GE has not yet decided whether, either administratively or in federal court, to challenge EPA’s rejection of its objections and hopes to resolve the decision’s shortcomings, says Susan Bishop, a GE spokeswoman. “GE will clean up the Housatonic ‘rest of river.’ The only question is how it will be cleaned,” she says. GE has argued for on-site disposal, saying EPA’s final decision is “arbitrary, capricious and unlawful” because on-site disposal would not result in an unreasonable risk to human health or the environment. EPA’s decision will become final 30 days after the Oct. 24 decision, unless GE seeks redress. The cleanup will take about two years to complete the initial design and 13 years to implement.
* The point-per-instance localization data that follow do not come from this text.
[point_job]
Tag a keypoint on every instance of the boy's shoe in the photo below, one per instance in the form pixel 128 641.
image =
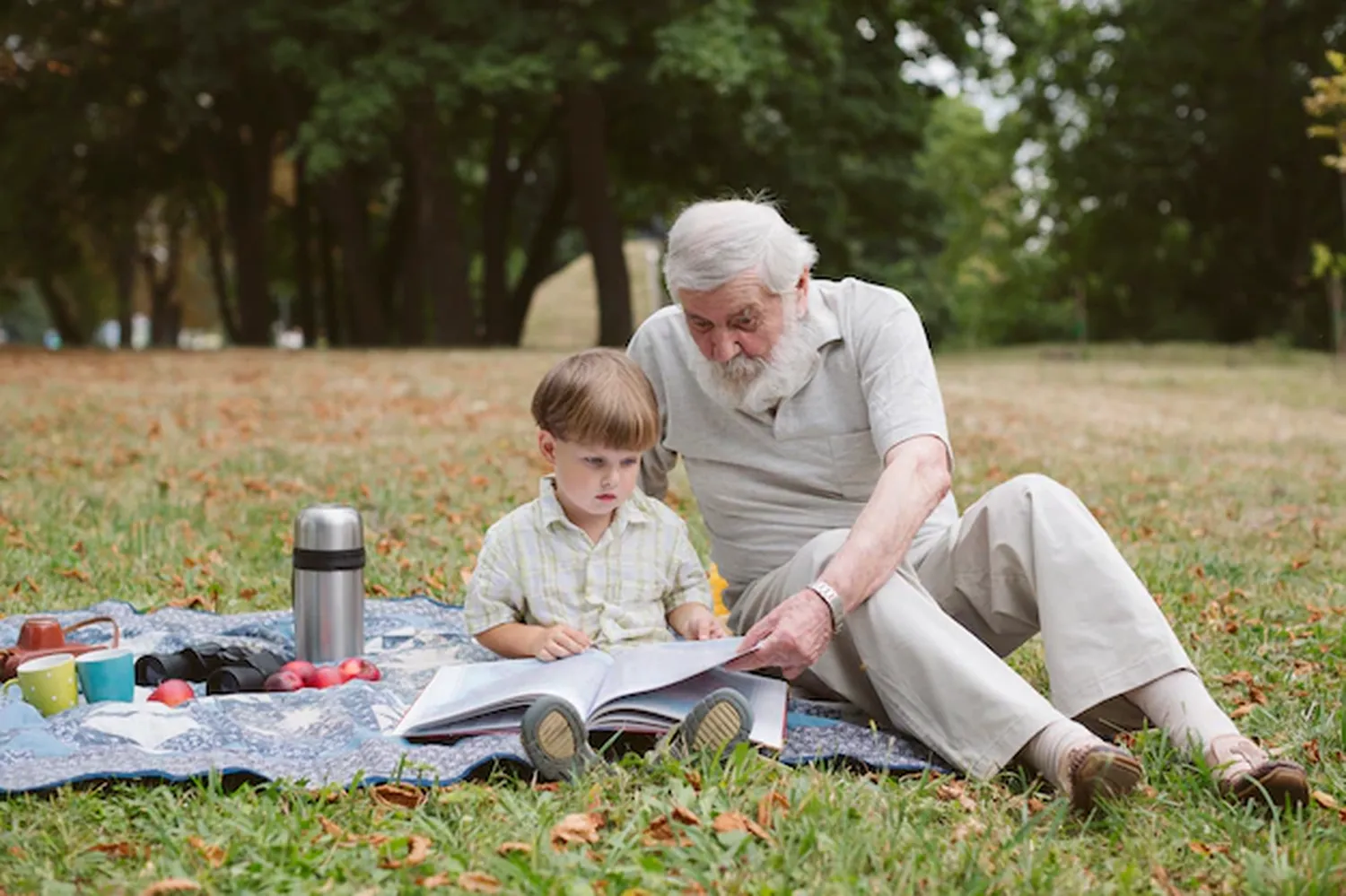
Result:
pixel 718 723
pixel 555 739
pixel 1246 774
pixel 1098 771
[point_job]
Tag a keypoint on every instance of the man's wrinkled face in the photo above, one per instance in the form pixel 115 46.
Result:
pixel 756 347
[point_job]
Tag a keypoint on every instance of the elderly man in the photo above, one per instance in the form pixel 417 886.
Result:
pixel 810 424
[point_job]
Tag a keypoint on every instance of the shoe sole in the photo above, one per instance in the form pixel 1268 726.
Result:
pixel 1278 783
pixel 554 739
pixel 718 723
pixel 1104 775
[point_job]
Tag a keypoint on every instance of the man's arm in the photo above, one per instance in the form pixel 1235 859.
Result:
pixel 914 481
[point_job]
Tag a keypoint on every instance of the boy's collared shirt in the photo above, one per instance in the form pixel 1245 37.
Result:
pixel 538 568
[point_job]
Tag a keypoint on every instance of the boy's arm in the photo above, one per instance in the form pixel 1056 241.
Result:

“GE does not provide sufficient information to determine that EPA’s conclusions are incorrect, unreasonable or unsupported,” says Carl Dierker, EPA regional counsel. “Given the scope and variability associated with a site of this size and complexity … the approach is entirely reasonable and supported by data.”

GE spent about $435 million on the first two phases of the Housatonic cleanup. Phase one, completed in 2002, included the first half mile downriver from the transformer plant. The 1.5-mile second phase was completed in late 2006. EPA in 2014 proposed the rest-of-the-river plan, which GE formally protested in 2016. In addition, prior to the consent degree, EPA had directed cleanup at one heavily contaminated portion of the upper reach. As a result, GE excavated and disposed of 7,230 cu yd of heavily contaminated sediment and riverbank soil. Sediment removal was performed “in the dry” by installing sheet pile into the river and diverting flow around the sheet pile, dewatering and removing the sediment with standard excavating equipment.

Meanwhile, EPA next April will issue a final report on the effectiveness of GE’s six-year, $1.5-billion effort to dredge 2.75 million cu yd of PCBs from the upper Hudson River from a defunct factory in Troy, N.Y. Work was completed last year. Media reports say GE removed twice the amount of PCBs that originally was estimated, but officials are just beginning analysis of toxic levels in fish and will start long-term sediment monitoring this fall. Also, some activists want dredging of 136 more acres.